Observability Course Labs

Lab Solution

Copy the new Apache file to Logstash in the same way:

cp data/apache_logs-2021-05 labs/logstash/data/

Check the indices:

curl localhost:9200/_cat/indices?v

You'll see several new indices starting apache-2021.05, and one with today's date

Query the documents for today's index, e.g.
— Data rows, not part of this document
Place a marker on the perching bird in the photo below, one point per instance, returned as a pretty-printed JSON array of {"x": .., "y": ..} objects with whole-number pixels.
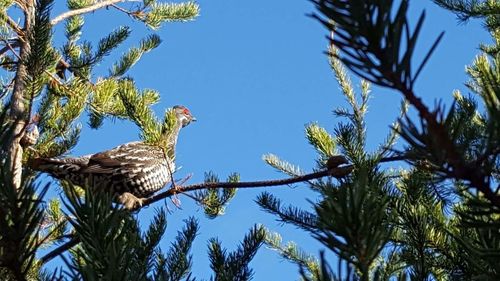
[{"x": 133, "y": 171}]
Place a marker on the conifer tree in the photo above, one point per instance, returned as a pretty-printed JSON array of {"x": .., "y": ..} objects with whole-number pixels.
[
  {"x": 97, "y": 239},
  {"x": 438, "y": 219}
]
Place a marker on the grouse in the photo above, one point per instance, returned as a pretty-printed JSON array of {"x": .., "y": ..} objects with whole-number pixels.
[{"x": 132, "y": 171}]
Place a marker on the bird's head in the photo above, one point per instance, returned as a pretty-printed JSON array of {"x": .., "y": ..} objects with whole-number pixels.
[{"x": 183, "y": 115}]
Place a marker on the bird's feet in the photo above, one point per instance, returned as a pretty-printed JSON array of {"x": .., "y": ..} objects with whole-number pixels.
[{"x": 130, "y": 201}]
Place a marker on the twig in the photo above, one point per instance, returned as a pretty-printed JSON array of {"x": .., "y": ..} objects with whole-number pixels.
[
  {"x": 85, "y": 10},
  {"x": 338, "y": 172},
  {"x": 460, "y": 169},
  {"x": 59, "y": 250},
  {"x": 334, "y": 172}
]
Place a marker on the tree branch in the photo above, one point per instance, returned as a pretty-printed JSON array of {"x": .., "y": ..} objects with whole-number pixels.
[
  {"x": 334, "y": 171},
  {"x": 337, "y": 172},
  {"x": 85, "y": 10}
]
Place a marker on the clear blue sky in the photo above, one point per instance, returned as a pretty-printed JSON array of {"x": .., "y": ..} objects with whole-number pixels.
[{"x": 254, "y": 73}]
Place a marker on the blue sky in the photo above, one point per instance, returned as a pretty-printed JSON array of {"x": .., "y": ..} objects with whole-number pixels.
[{"x": 254, "y": 73}]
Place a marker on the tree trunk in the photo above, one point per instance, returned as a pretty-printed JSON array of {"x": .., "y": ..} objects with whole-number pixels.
[{"x": 19, "y": 114}]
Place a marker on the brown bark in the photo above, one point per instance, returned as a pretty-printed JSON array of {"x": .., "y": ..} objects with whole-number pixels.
[{"x": 19, "y": 114}]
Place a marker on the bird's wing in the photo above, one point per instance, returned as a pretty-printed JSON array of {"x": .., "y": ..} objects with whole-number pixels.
[{"x": 126, "y": 155}]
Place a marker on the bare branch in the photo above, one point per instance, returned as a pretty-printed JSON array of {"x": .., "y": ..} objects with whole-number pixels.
[
  {"x": 85, "y": 10},
  {"x": 337, "y": 172}
]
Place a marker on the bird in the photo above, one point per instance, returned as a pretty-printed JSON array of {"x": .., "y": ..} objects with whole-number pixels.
[{"x": 132, "y": 171}]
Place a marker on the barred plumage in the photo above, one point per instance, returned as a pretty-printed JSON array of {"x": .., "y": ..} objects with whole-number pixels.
[{"x": 133, "y": 170}]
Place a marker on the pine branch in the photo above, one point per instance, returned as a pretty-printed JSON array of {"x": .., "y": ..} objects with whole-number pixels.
[
  {"x": 85, "y": 10},
  {"x": 334, "y": 172}
]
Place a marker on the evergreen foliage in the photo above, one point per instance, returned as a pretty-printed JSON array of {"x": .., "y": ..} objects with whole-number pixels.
[{"x": 437, "y": 219}]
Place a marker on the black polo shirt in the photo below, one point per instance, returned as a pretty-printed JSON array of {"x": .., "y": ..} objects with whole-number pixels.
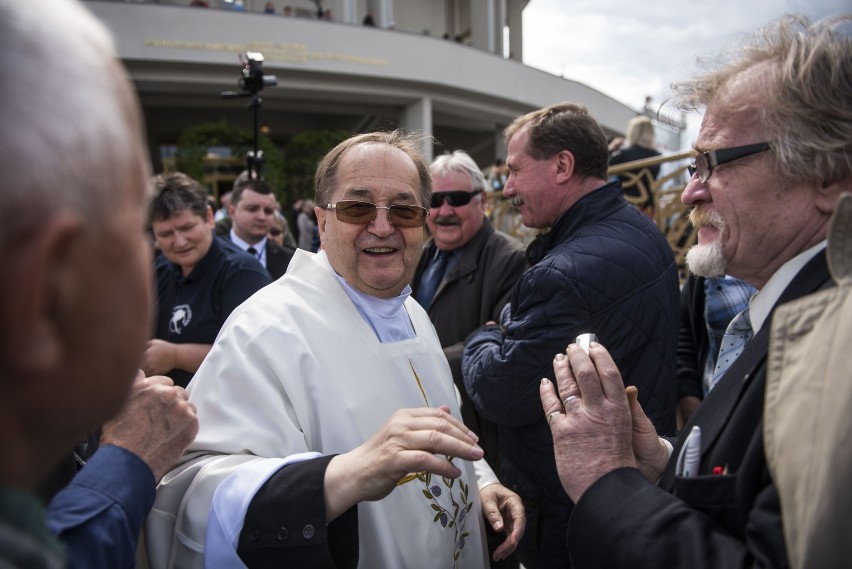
[{"x": 203, "y": 300}]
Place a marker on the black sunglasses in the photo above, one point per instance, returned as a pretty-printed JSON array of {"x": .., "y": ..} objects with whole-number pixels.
[
  {"x": 705, "y": 161},
  {"x": 364, "y": 213},
  {"x": 456, "y": 198}
]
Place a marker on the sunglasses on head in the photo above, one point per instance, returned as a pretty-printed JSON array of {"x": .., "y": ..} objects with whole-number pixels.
[
  {"x": 364, "y": 213},
  {"x": 455, "y": 198}
]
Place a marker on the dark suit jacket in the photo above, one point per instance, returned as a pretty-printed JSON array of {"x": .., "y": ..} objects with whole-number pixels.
[
  {"x": 277, "y": 257},
  {"x": 724, "y": 520},
  {"x": 473, "y": 291}
]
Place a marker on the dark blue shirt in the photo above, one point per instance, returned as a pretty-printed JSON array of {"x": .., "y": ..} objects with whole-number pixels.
[
  {"x": 99, "y": 515},
  {"x": 202, "y": 301}
]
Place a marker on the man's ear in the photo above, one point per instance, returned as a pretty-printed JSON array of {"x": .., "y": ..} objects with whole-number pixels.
[
  {"x": 563, "y": 166},
  {"x": 36, "y": 293},
  {"x": 321, "y": 219}
]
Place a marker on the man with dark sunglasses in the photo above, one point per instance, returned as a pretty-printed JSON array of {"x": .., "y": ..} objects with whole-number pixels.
[
  {"x": 604, "y": 268},
  {"x": 465, "y": 274},
  {"x": 739, "y": 488},
  {"x": 331, "y": 434}
]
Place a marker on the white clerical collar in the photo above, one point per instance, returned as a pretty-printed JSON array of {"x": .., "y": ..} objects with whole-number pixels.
[
  {"x": 386, "y": 316},
  {"x": 762, "y": 302}
]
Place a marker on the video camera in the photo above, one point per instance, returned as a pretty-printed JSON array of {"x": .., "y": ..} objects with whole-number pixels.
[{"x": 252, "y": 78}]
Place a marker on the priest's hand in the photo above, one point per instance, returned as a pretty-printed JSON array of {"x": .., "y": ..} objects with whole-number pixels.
[
  {"x": 590, "y": 418},
  {"x": 412, "y": 440},
  {"x": 504, "y": 510}
]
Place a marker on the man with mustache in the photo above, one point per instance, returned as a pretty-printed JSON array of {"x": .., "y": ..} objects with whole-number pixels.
[
  {"x": 771, "y": 158},
  {"x": 330, "y": 432},
  {"x": 465, "y": 274},
  {"x": 604, "y": 268}
]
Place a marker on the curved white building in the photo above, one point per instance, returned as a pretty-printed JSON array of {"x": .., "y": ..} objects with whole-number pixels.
[{"x": 341, "y": 74}]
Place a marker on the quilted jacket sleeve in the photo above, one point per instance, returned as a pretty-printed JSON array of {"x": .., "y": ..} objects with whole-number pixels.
[{"x": 503, "y": 366}]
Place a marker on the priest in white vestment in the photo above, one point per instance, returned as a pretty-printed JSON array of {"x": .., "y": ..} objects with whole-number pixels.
[{"x": 330, "y": 432}]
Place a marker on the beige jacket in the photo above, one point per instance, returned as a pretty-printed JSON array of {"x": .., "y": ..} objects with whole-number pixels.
[{"x": 808, "y": 415}]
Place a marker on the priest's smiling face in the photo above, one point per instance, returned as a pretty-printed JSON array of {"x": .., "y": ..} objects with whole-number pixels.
[{"x": 377, "y": 258}]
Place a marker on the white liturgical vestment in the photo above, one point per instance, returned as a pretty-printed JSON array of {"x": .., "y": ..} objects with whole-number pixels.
[{"x": 296, "y": 369}]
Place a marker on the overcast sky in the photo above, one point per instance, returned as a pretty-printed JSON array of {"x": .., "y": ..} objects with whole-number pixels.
[{"x": 628, "y": 49}]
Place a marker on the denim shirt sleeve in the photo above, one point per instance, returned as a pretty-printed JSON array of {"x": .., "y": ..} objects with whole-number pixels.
[{"x": 99, "y": 515}]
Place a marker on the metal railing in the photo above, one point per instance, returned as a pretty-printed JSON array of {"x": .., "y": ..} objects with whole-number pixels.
[{"x": 667, "y": 212}]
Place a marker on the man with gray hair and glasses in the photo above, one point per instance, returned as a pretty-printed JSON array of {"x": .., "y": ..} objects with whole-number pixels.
[
  {"x": 330, "y": 426},
  {"x": 772, "y": 157}
]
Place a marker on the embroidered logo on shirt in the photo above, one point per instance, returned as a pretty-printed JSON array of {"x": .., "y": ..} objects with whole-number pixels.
[{"x": 181, "y": 316}]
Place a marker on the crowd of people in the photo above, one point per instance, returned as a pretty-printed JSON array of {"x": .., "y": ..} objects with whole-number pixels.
[{"x": 386, "y": 394}]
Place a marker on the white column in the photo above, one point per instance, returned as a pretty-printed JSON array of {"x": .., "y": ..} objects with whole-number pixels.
[{"x": 418, "y": 118}]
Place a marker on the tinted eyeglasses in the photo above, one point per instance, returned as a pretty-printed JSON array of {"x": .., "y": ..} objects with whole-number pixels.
[
  {"x": 705, "y": 162},
  {"x": 455, "y": 199},
  {"x": 364, "y": 213}
]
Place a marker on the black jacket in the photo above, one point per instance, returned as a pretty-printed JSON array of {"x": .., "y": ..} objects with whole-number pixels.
[
  {"x": 603, "y": 268},
  {"x": 727, "y": 516}
]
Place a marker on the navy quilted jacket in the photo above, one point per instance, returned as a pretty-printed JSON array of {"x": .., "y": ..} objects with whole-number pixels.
[{"x": 603, "y": 268}]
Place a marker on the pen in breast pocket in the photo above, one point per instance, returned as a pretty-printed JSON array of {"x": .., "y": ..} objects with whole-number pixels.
[{"x": 690, "y": 455}]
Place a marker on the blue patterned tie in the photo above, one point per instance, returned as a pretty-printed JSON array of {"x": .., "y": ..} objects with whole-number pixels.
[
  {"x": 738, "y": 333},
  {"x": 431, "y": 278},
  {"x": 724, "y": 298}
]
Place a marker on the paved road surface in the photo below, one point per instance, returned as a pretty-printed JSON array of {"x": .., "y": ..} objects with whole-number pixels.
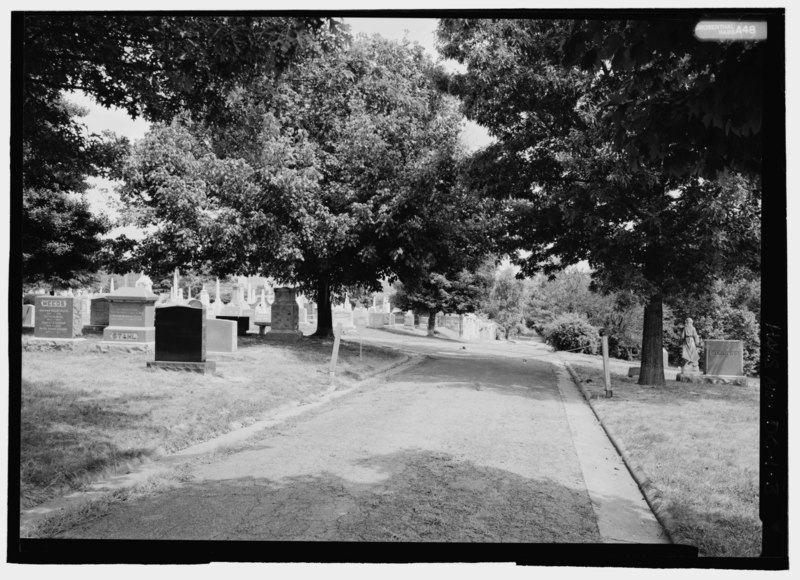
[{"x": 483, "y": 443}]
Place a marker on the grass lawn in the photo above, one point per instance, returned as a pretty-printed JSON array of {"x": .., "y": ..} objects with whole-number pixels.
[
  {"x": 85, "y": 413},
  {"x": 698, "y": 443}
]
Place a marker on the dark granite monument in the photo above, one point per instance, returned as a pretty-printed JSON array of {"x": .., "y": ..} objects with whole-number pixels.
[
  {"x": 181, "y": 340},
  {"x": 131, "y": 312}
]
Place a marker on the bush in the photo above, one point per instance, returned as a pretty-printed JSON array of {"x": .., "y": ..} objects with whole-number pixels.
[{"x": 570, "y": 332}]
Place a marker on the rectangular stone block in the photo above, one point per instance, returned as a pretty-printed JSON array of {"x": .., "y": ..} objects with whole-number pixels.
[
  {"x": 242, "y": 323},
  {"x": 28, "y": 315},
  {"x": 724, "y": 357},
  {"x": 57, "y": 317},
  {"x": 375, "y": 320},
  {"x": 180, "y": 334}
]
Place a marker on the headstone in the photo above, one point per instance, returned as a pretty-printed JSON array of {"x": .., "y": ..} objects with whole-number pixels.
[
  {"x": 221, "y": 335},
  {"x": 468, "y": 327},
  {"x": 724, "y": 358},
  {"x": 28, "y": 315},
  {"x": 131, "y": 318},
  {"x": 285, "y": 316},
  {"x": 343, "y": 317},
  {"x": 145, "y": 282},
  {"x": 98, "y": 311},
  {"x": 360, "y": 317},
  {"x": 57, "y": 317},
  {"x": 181, "y": 340},
  {"x": 85, "y": 309}
]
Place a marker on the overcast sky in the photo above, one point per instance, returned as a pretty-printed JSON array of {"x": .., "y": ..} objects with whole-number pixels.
[{"x": 420, "y": 30}]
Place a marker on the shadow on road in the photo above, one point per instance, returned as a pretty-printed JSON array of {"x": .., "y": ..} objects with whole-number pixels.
[{"x": 415, "y": 496}]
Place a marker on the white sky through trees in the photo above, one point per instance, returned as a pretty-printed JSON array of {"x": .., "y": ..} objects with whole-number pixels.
[{"x": 419, "y": 30}]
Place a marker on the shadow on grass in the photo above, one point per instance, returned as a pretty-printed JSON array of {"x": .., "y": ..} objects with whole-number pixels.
[
  {"x": 718, "y": 534},
  {"x": 410, "y": 495},
  {"x": 61, "y": 441}
]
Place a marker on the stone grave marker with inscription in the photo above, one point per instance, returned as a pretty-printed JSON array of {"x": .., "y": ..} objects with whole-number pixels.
[
  {"x": 131, "y": 315},
  {"x": 285, "y": 316},
  {"x": 181, "y": 340},
  {"x": 221, "y": 335},
  {"x": 57, "y": 317},
  {"x": 28, "y": 316},
  {"x": 724, "y": 358}
]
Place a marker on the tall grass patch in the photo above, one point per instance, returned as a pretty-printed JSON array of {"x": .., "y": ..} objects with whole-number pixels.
[
  {"x": 86, "y": 413},
  {"x": 698, "y": 443}
]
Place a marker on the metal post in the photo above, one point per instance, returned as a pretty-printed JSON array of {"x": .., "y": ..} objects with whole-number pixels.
[
  {"x": 606, "y": 368},
  {"x": 337, "y": 333}
]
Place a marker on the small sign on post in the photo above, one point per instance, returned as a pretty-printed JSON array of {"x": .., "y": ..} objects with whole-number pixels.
[
  {"x": 606, "y": 368},
  {"x": 337, "y": 333}
]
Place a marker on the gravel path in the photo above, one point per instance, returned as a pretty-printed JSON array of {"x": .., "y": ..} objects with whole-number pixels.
[{"x": 459, "y": 448}]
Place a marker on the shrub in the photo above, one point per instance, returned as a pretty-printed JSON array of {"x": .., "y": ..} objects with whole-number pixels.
[{"x": 571, "y": 331}]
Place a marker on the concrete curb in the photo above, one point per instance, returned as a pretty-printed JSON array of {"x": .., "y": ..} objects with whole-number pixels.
[
  {"x": 150, "y": 467},
  {"x": 651, "y": 493}
]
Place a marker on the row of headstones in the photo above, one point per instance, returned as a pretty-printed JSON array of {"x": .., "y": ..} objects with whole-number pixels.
[{"x": 130, "y": 316}]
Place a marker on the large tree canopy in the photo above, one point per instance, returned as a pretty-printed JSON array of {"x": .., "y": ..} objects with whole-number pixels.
[
  {"x": 152, "y": 66},
  {"x": 320, "y": 178},
  {"x": 576, "y": 190}
]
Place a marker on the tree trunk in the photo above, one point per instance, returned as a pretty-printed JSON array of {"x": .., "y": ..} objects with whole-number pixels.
[
  {"x": 652, "y": 369},
  {"x": 431, "y": 323},
  {"x": 324, "y": 315}
]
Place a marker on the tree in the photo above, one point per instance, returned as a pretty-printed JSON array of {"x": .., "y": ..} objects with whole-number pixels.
[
  {"x": 575, "y": 192},
  {"x": 316, "y": 178},
  {"x": 60, "y": 239},
  {"x": 154, "y": 66},
  {"x": 506, "y": 300}
]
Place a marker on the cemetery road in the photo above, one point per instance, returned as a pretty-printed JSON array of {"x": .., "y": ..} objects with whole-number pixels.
[{"x": 469, "y": 445}]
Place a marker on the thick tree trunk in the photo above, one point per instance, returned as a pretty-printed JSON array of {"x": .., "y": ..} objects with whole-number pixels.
[
  {"x": 652, "y": 370},
  {"x": 324, "y": 315}
]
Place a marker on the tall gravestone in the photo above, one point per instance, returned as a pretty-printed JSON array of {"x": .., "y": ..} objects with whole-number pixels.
[
  {"x": 57, "y": 317},
  {"x": 220, "y": 335},
  {"x": 131, "y": 315},
  {"x": 181, "y": 340},
  {"x": 285, "y": 315}
]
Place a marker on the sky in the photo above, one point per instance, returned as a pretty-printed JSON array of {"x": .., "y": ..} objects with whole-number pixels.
[{"x": 419, "y": 30}]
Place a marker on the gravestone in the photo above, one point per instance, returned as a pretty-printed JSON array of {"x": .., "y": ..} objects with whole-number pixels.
[
  {"x": 220, "y": 335},
  {"x": 131, "y": 319},
  {"x": 343, "y": 317},
  {"x": 181, "y": 340},
  {"x": 360, "y": 317},
  {"x": 28, "y": 316},
  {"x": 57, "y": 317},
  {"x": 285, "y": 316},
  {"x": 724, "y": 358}
]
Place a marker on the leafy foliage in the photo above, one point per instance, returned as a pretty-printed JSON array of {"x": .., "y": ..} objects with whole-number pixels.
[
  {"x": 571, "y": 332},
  {"x": 574, "y": 190},
  {"x": 61, "y": 239},
  {"x": 154, "y": 66},
  {"x": 728, "y": 311},
  {"x": 338, "y": 179}
]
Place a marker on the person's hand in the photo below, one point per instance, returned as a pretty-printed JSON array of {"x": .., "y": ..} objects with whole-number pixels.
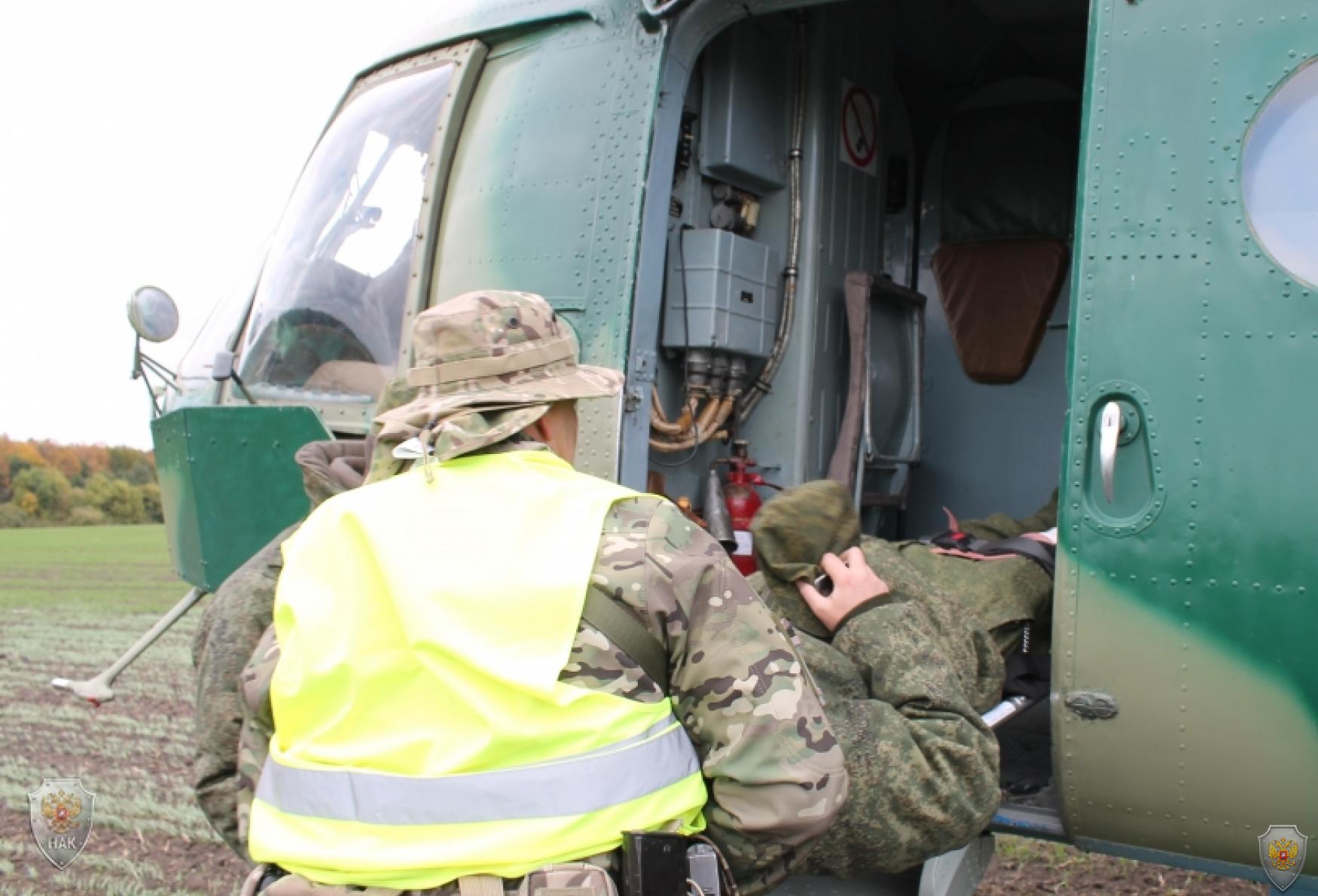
[{"x": 853, "y": 584}]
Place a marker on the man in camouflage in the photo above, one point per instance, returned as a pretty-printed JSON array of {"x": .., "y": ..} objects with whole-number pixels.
[
  {"x": 906, "y": 675},
  {"x": 773, "y": 766}
]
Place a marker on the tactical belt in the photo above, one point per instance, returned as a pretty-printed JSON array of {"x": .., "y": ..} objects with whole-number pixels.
[{"x": 1044, "y": 555}]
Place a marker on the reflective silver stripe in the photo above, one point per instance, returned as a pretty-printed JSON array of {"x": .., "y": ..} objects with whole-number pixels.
[{"x": 567, "y": 787}]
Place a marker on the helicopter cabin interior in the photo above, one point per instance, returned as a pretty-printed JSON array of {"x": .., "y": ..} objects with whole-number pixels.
[{"x": 932, "y": 193}]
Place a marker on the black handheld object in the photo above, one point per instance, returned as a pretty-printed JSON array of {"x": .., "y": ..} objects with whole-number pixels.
[{"x": 654, "y": 864}]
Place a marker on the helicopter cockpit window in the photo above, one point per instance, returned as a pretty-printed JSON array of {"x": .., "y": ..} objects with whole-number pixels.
[
  {"x": 327, "y": 318},
  {"x": 1280, "y": 178}
]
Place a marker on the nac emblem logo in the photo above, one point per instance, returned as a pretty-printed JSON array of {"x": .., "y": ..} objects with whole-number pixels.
[
  {"x": 1281, "y": 850},
  {"x": 61, "y": 816}
]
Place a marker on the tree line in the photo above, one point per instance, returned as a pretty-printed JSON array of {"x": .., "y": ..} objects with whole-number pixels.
[{"x": 47, "y": 484}]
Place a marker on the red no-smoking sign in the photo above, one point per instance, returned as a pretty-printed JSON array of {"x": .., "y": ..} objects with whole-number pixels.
[{"x": 859, "y": 124}]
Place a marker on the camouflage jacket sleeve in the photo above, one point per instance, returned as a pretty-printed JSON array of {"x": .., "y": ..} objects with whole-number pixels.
[
  {"x": 923, "y": 764},
  {"x": 767, "y": 751},
  {"x": 230, "y": 630}
]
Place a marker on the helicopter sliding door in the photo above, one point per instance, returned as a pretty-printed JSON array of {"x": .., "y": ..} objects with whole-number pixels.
[{"x": 1186, "y": 696}]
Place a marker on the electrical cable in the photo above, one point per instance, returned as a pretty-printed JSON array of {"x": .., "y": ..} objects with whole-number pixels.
[{"x": 762, "y": 382}]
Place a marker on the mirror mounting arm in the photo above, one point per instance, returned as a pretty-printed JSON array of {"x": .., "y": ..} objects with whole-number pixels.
[{"x": 144, "y": 364}]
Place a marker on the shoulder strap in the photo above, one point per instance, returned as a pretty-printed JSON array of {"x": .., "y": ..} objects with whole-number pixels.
[{"x": 624, "y": 629}]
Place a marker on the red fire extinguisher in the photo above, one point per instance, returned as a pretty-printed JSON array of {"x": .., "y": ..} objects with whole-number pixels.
[{"x": 743, "y": 502}]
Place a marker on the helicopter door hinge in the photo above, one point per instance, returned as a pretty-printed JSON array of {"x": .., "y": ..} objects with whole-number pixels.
[
  {"x": 1091, "y": 706},
  {"x": 641, "y": 373}
]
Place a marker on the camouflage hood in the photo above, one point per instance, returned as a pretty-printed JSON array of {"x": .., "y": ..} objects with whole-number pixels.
[
  {"x": 792, "y": 532},
  {"x": 488, "y": 365}
]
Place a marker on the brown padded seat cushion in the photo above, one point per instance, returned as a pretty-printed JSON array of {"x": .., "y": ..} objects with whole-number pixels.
[{"x": 998, "y": 297}]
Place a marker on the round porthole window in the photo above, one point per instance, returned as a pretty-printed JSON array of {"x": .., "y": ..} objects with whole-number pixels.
[{"x": 1281, "y": 174}]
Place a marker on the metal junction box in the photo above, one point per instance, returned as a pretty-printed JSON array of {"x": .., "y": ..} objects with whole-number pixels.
[{"x": 722, "y": 293}]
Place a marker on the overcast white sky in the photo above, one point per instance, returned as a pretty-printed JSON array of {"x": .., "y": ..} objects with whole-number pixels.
[{"x": 149, "y": 142}]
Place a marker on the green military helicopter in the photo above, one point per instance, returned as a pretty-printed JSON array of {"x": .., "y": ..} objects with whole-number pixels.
[{"x": 953, "y": 252}]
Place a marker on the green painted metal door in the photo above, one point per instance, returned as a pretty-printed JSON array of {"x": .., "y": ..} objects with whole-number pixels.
[{"x": 1191, "y": 596}]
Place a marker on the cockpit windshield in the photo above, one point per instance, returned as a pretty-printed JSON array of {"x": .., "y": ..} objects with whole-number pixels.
[{"x": 327, "y": 318}]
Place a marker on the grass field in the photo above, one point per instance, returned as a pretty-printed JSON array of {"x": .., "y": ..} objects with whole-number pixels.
[{"x": 72, "y": 600}]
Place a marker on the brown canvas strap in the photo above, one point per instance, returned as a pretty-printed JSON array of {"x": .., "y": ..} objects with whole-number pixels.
[
  {"x": 546, "y": 352},
  {"x": 480, "y": 885},
  {"x": 624, "y": 629}
]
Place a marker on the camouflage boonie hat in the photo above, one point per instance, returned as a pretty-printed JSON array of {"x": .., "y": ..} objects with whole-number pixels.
[{"x": 488, "y": 365}]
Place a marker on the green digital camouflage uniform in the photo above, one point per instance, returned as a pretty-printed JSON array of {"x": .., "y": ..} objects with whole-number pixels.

curl 'localhost:9200/apache-2021.07.18/_search?size=1&pretty'

Logstash creates a document for every log, even if it fails processing. You'll see a document like this:

{
   "@version":"1",
   "host":"d22c222ad09a",
   "path":"/data/apache_logs-2021-05",
   "tags":[
      "_grokparsefailure"
   ],
   "message":"212.84.56.58 - - [21/Jly/2021:06:05:18 +0000] \"GET /projects/xdotool/xdotool.xhtml HTTP/1.1\" 200 50112 \"http://www.google.it/url?sa=t&rct=j&q=&esrc=s&source=web&cd=2&ved=0CEQQFjAB&url=http%3A%2F%2Fwww.semicomplete.com%2Fprojects%2Fxdotool%2Fxdotool.xhtml&ei=7j0BU-3qL4nB0gWP2YHQDg&usg=AFQjCNFwZFAI0RQdN_N0kFH-oj8cLsJRNQ&bvm=bv.61535280,d.d2k&cad=rja\" \"Mozilla/5.0 (X11; Ubuntu; Linux i686; rv:24.0) Gecko/20100101 Firefox/24.0\"",
   "@timestamp":"2021-07-18T20:42:26.490Z"
}

There's a tags field with the value _grokparsefailure, which tells you the incoming line failed to parse correctly.

It's going to be difficult to debug that - the problem is actually the date: 21/Jly/2021 uses an invalid month name. That's enough to fail the Regular Expression so none of the other fields are extracted.